Emociones y aprendizajes

El aprendizaje del manejo de las emociones comienza en los primeros momentos de la vida y se prolonga a lo largo de la infancia. La relación y los intercambios entre los bebés y sus padres tienen un contenido emocional, que a lo largo de los años van gestando en los pequeños, las bases de su capacidad emocional.

Es esperable que los niños, que han recibido de sus padres en su primera infancia una buena dosis de aprobación y estímulo, tengan éxito en los desafíos de la vida.

Los padres, dice Brazelton, "deben comprender cómo sus actos ayudan a generar la confianza, la curiosidad y el placer de aprender y la comprensión de los límites".
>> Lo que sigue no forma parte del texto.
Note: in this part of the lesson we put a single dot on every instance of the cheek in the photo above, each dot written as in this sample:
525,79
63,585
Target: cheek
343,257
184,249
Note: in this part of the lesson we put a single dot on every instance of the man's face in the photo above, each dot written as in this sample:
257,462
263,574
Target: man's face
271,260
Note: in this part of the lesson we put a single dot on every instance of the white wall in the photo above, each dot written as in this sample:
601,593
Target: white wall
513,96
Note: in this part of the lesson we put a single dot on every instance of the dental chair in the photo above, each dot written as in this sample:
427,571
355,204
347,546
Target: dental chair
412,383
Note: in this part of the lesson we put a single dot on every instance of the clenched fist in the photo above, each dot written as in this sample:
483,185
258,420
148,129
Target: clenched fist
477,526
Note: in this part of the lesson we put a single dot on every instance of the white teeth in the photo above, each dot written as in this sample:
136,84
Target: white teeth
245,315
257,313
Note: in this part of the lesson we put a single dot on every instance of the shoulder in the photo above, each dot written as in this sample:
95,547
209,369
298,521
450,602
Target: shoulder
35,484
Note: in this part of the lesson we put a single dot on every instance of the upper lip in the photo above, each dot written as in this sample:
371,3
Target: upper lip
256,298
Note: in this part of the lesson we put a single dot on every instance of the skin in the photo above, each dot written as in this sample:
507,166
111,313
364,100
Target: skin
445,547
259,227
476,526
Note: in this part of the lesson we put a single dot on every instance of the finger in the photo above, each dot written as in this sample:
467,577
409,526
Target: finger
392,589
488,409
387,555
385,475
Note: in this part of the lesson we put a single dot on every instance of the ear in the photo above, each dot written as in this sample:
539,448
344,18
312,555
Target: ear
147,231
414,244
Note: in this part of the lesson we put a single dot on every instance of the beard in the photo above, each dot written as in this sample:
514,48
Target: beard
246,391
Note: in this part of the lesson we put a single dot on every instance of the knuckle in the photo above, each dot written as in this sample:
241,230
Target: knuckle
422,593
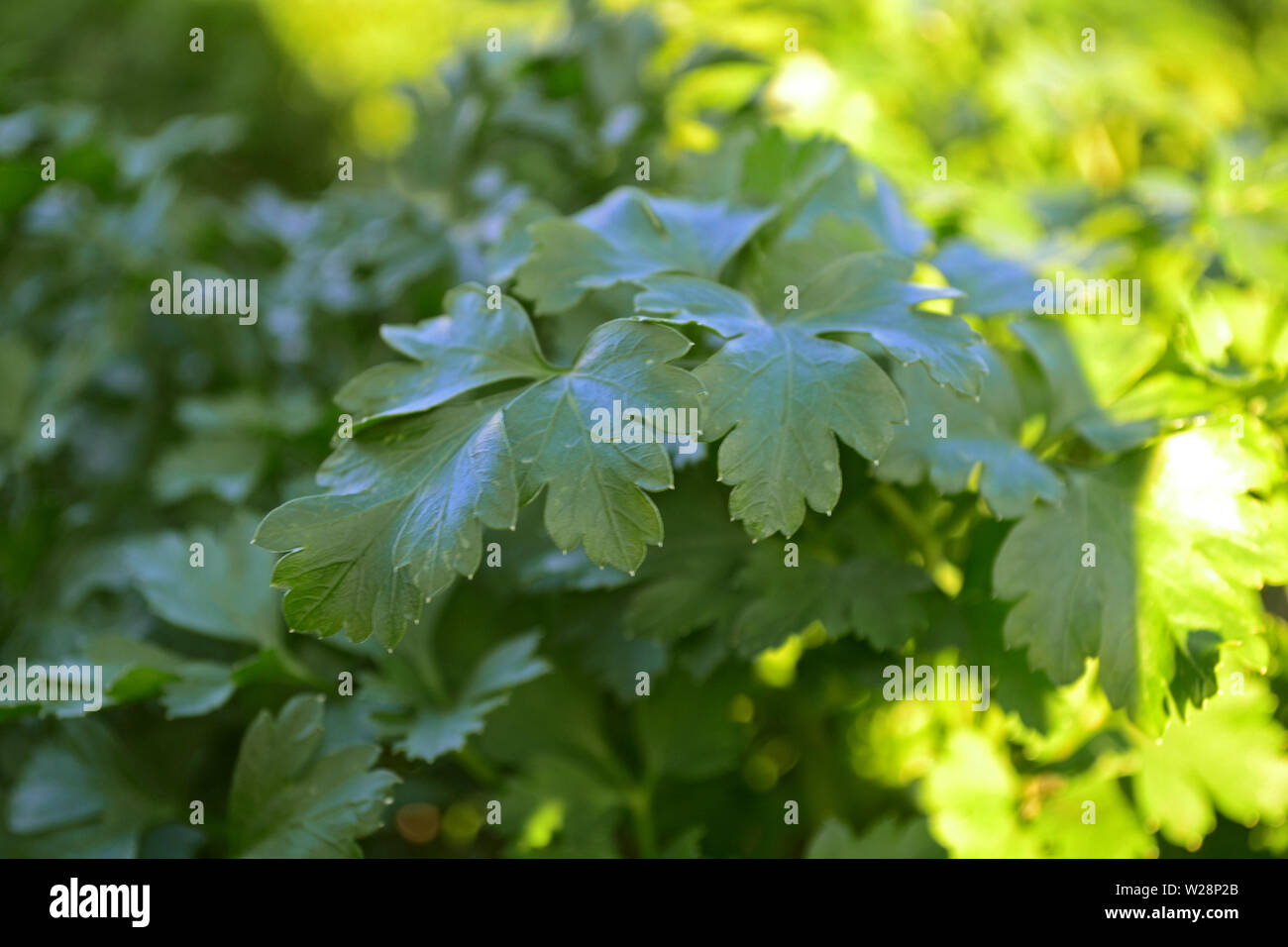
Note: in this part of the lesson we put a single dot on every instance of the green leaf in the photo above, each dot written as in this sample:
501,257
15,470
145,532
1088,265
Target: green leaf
428,731
686,729
226,467
78,796
782,395
365,562
977,436
867,292
412,496
286,801
1228,757
991,286
1090,364
875,598
1183,543
467,348
887,839
228,596
627,236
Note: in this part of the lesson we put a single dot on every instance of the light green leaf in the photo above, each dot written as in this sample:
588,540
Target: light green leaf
627,236
1181,543
1228,755
887,839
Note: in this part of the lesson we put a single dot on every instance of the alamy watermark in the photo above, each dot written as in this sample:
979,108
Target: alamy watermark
631,425
936,684
206,296
1087,296
53,684
73,899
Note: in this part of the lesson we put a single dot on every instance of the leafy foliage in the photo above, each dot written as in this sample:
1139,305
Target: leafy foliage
897,459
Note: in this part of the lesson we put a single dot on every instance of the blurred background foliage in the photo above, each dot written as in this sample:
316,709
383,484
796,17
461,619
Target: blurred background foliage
1115,162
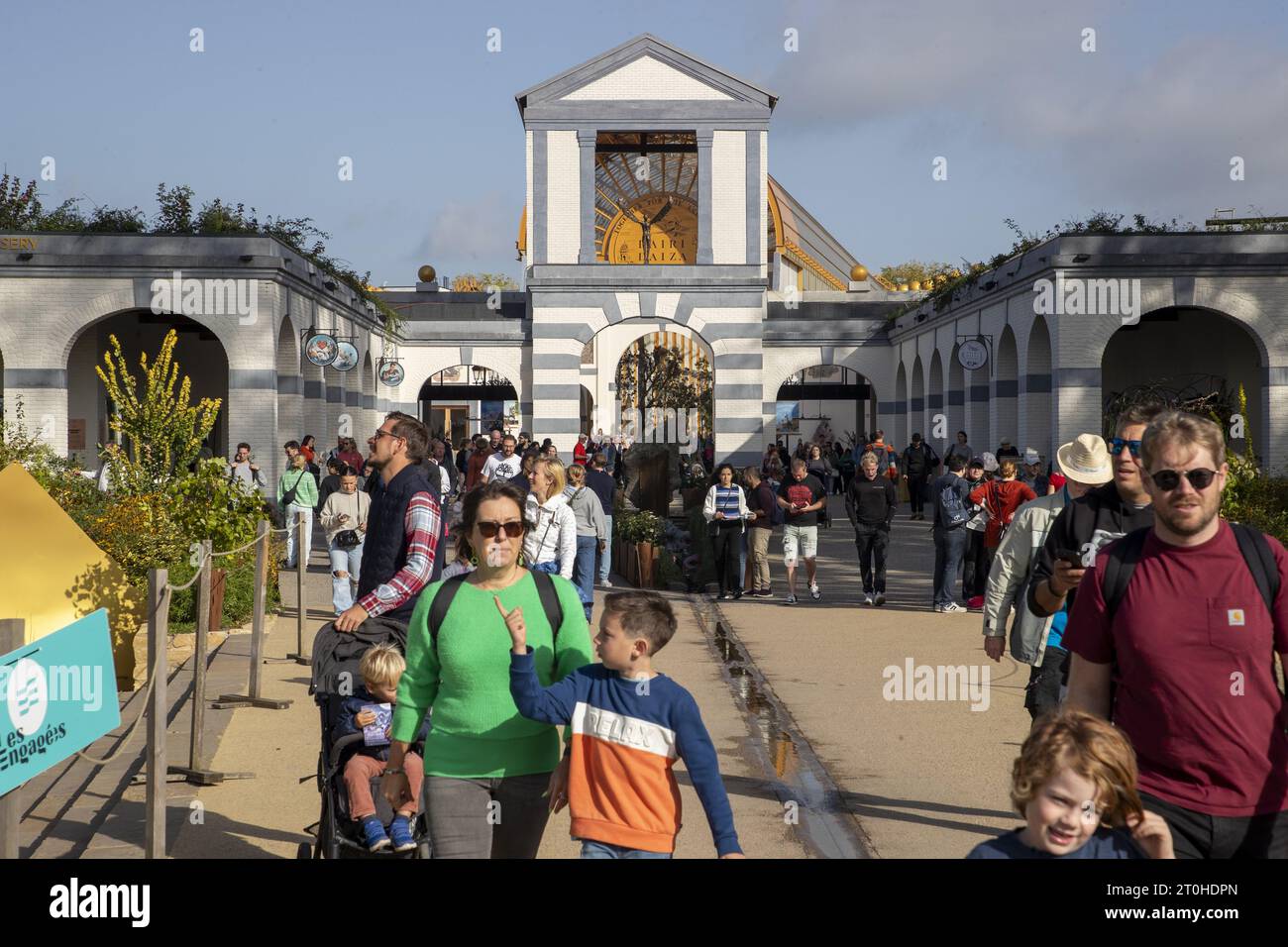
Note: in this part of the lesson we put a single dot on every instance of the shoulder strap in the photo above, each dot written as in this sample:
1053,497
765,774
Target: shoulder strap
1124,557
439,605
549,602
1261,562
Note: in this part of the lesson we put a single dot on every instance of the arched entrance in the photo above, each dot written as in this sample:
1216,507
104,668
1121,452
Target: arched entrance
1189,355
465,399
824,398
198,354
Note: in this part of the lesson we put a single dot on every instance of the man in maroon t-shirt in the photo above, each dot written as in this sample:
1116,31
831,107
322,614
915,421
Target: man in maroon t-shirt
1192,641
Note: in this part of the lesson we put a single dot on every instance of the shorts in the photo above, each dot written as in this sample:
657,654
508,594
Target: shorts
799,540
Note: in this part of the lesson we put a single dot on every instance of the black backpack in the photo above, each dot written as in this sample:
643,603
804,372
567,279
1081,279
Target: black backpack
447,591
1126,552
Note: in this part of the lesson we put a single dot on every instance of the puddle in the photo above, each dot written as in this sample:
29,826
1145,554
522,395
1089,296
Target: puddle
786,759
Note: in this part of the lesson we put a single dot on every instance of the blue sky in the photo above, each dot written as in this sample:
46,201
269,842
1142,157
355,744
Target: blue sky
1031,127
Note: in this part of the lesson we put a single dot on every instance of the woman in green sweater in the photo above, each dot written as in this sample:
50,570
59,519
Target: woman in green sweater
480,749
297,492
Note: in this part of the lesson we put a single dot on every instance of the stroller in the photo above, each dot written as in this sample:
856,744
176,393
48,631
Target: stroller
335,674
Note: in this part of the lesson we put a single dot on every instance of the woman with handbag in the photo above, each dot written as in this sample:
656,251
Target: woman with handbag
297,492
725,512
344,517
550,545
Daniel Goleman, en "La inteligencia emocional", dice que la primera oportunidad para dar forma a los ingredientes de la inteligencia emocionalson los primeros años de vida, aunque estas capacidades continúan formándose a través de los años de la escuela. Las capacidades emocionales que los niños adquieren en años posteriores se construyen sobre esos primeros años. Y estas capacidades son la base esencial de todo aprendizaje. Un informe del Centro Nacional para Programas Clínicos Infantiles, señala que el éxito escolar no se pronostica a través del caudal de hechos o por la precoz habilidad de leer, sino por parámetros emocionales y sociales: ser seguro de sí mismos y mostrarse interesado; saber qué tipo de conducta es la esperada y cómo dominar el impulso de portarse mal; ser capaz de esperar, seguir instrucciones, recurrir a los maestros en busca de ayuda y expresar las propias necesidades al relacionarse con otros chicos.

La buena disposición de un niño para la escuela depende del mas básico de todos los conocimientos, de cómo aprender y existen siete ingredientes claves:
  • confianza
  • curiosidad
  • intencionalidad
  • autocontrol
  • relación (capacidad de comprometerse)
  • comunicación
  • cooperatividad

Los padres y los maestros, que atienden al niño en las primeras etapas de su vida, deben saber que con sus cuidados, respuestas y atenciones están generando la particular disposición básica del pequeño con respecto a la vida. Los docentes, más allá de los programas escolares, tienen la oportunidad dentro y fuera de la clase de ayudar a los niños a transformar los momentos de crisis personal en lecciones o mensajes que generen aptitudes emocionales.
Debemos recordar que tanto los padres como los maestros, no sólo enseñan, a través de lo que dicen, sino también a través de los modelos que ofrecen.